May 09, 2026

Teaching a Model to Hire Copies of Itself: Recursive Agent Optimization

22 minutes

Source: Recursive Agent Optimization

Paper was published on May 07, 2026

This episode was AI-generated on May 8, 2026. The script was written by an AI language model and the host voices were synthesized by Eleven Labs. The producer is not affiliated with Anthropic or Eleven Labs.
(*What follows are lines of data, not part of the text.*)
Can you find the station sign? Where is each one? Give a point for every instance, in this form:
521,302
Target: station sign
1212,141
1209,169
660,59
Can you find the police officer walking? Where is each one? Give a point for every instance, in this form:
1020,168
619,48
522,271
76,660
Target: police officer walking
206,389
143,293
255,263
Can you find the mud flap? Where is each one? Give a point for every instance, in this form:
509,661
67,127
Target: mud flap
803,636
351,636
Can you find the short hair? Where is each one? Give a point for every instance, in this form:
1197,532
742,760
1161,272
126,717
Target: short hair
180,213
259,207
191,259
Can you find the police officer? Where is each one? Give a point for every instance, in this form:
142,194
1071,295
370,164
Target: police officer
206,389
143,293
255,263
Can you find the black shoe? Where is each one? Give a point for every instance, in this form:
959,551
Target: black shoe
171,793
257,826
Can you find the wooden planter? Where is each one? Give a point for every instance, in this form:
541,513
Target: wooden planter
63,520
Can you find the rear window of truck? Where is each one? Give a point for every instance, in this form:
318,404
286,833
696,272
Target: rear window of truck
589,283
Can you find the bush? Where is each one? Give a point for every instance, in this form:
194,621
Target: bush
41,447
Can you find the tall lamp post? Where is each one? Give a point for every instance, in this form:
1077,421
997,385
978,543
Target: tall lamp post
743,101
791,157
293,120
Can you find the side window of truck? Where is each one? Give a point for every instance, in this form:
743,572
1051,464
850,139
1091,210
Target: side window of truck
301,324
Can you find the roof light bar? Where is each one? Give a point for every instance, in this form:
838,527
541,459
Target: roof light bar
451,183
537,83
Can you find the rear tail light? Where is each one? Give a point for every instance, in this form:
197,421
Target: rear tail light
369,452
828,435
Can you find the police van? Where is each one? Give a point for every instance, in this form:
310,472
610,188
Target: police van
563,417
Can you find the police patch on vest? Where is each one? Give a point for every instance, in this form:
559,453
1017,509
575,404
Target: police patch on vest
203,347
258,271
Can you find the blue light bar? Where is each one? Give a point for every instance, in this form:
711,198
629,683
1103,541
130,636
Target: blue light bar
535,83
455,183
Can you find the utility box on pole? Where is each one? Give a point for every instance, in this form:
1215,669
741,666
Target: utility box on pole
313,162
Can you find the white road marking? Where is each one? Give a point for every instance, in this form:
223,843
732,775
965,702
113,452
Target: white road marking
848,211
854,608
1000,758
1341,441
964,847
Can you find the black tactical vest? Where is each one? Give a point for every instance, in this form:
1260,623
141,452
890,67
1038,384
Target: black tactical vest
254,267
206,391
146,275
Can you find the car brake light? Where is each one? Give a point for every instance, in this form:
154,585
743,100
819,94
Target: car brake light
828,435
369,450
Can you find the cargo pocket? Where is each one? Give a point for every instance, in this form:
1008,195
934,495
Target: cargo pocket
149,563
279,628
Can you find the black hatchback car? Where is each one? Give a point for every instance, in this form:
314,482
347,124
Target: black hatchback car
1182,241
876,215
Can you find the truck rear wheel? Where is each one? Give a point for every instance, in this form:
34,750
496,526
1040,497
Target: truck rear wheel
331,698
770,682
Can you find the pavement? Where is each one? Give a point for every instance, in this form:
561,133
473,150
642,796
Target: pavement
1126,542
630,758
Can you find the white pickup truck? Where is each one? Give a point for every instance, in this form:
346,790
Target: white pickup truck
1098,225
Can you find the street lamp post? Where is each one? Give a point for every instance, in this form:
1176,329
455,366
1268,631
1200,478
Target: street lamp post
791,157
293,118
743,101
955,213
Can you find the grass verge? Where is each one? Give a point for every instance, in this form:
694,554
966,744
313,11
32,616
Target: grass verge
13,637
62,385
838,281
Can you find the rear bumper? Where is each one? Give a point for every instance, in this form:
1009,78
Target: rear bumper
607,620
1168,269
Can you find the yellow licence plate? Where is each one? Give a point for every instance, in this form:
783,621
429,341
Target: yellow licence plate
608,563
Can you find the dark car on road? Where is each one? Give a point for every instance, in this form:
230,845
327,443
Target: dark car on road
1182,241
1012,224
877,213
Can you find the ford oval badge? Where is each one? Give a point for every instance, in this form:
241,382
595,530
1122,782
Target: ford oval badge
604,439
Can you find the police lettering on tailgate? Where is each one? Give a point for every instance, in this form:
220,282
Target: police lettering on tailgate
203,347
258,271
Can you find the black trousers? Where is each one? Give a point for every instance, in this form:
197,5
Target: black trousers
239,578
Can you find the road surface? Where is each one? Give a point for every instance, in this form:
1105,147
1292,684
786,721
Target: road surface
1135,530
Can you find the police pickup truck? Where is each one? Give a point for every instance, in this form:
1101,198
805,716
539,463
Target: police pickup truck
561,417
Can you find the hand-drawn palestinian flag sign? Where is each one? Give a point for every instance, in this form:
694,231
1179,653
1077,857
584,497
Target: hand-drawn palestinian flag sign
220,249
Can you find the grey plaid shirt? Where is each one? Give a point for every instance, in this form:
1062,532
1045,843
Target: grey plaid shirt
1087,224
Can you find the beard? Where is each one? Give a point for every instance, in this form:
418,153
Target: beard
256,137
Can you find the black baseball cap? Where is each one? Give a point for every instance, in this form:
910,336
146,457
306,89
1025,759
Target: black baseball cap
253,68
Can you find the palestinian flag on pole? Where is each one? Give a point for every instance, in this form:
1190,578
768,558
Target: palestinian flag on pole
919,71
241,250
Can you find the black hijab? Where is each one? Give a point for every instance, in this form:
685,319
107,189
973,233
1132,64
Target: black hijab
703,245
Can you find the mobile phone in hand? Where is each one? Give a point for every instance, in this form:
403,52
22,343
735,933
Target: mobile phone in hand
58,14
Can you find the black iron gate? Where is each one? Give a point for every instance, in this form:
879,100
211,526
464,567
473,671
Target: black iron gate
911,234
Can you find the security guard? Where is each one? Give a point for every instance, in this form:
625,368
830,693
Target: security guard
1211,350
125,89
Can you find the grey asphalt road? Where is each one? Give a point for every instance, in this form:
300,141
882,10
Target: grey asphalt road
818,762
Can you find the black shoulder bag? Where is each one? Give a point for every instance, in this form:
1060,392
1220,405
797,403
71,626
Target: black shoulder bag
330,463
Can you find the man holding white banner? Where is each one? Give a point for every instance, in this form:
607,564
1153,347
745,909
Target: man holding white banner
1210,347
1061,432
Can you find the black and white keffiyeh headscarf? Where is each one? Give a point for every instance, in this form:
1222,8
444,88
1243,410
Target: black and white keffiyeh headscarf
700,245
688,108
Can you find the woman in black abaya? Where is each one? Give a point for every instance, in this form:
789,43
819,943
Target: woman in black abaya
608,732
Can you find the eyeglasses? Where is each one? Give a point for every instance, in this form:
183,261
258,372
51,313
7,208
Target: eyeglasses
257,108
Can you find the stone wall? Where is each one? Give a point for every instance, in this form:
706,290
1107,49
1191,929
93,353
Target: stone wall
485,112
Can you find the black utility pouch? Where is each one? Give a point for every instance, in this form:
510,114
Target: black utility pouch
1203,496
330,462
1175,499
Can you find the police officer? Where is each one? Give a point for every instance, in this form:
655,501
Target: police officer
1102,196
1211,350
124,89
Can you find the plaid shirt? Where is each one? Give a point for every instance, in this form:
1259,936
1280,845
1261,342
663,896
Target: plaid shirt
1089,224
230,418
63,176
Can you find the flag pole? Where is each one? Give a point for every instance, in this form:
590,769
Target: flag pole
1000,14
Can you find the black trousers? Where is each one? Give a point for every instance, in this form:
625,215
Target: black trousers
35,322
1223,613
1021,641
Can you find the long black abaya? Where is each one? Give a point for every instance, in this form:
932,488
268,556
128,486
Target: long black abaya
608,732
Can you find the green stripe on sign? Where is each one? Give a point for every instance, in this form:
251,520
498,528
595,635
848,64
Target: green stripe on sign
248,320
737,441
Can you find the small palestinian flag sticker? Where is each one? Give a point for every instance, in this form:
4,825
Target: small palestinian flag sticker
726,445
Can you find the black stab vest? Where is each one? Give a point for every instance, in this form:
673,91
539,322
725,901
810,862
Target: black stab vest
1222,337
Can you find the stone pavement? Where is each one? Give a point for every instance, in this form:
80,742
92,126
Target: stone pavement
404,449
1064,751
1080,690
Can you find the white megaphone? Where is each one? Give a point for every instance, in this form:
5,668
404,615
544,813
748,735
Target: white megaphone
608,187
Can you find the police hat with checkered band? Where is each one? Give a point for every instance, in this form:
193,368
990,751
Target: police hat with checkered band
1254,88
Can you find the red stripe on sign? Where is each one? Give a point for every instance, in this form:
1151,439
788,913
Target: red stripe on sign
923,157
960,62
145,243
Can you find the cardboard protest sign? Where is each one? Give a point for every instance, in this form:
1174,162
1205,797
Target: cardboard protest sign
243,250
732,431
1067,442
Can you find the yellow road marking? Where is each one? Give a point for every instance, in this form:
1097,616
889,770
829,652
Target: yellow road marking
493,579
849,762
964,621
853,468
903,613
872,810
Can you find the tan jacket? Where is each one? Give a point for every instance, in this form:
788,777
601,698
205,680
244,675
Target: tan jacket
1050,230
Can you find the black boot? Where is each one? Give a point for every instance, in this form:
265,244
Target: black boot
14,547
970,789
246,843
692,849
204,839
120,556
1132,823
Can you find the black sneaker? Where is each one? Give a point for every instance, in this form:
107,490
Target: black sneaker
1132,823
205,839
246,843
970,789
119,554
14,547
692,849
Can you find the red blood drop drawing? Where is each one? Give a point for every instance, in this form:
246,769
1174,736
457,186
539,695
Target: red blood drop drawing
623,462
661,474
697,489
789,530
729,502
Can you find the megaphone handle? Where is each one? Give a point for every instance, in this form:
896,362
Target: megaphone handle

A 30-billion-parameter open model keeps pace with Claude Sonnet 4 and OpenAI's o3 on a long-context benchmark — not by being bigger, but by learning to spawn copies of itself and delegate. A new paper argues recursion shouldn't be a scaffold wrapped around frozen models; it should be a primitive the weights are actually trained to use, and the results suggest a different axis for scaling agents than bigger models or longer context.

Key Takeaways

Why RAO's central move — putting recursive delegation inside the RL loop instead of around a frozen model — is the whole intellectual contribution

How rewarding average (not summed) child success teaches the model when delegation is worth it, not just how to do it

The phase-transition result on hard crafting tasks: 0% to 88% with the same 4B base model, generalizing past its training depth

How a 30B recursive agent matches Sonnet 4 and o3 on Oolong-Real despite a context window six times smaller than the inputs

Why the same trained agent fans out 85% in parallel on independent sub-tasks but serializes to 1.5% on chained ones

The honest costs: RAO is up to 18x slower in wall clock on some tasks, models are trained per task family, and the strongest results come from benchmarks whose structure suits the method

00:00 — The setup: an agent that can spawn itself
How RAO adds one async Python function — spawn a child with a fresh context — and lets recursive trees emerge from ordinary control flow.

02:17 — The Kyoto travel example
A walk through Figure 1 of the paper, where the model dynamically grows a three-level delegation tree to plan a trip.

04:35 — Scaffold versus trained behavior
Why existing recursive systems like Claude Code and Codex wrap frozen models, and what changes when the weights themselves learn to delegate.

06:53 — Local rewards and the 'average child success' trick
How RAO scores each node with its own task success plus the mean (not sum) of its children's success, and why that distinction kills bad incentives.

09:11 — Baselines and variance reduction
The unusual choice to apply a single root-task leave-one-out baseline across every node in the tree, and the tradeoffs the authors flag.

11:28 — TextCraft-Synth: phase transition on hard tasks
On the authors' own crafting benchmark, the 4B recursive agent jumps from 0% to 88% on hard tasks and learns to grow trees deeper than it was trained for.

13:46 — Oolong-Real: matching frontier models with a smaller window
A 30B recursive agent reaches roughly the same scores as Sonnet 4 and o3 on long D&D transcripts, including a moment where it briefly learns the wrong strategy and recovers.

16:04 — Deep Dive: when recursion can't parallelize
On a multi-hop research benchmark with sequentially dependent sub-tasks, the recursive agent gets more answers right but runs about 18x slower in wall clock.

18:22 — The steelman critique
Where the benchmarks favor RAO's structure, how LLM-judge reward signals could confound the results, and what the compute-equivalent comparison would look like.

20:39 — What this says about scaling
Why RAO is a vote for training models to use inference-time scaffolds, and how it reframes test-time compute scaling as a tree of agents rather than one long thought.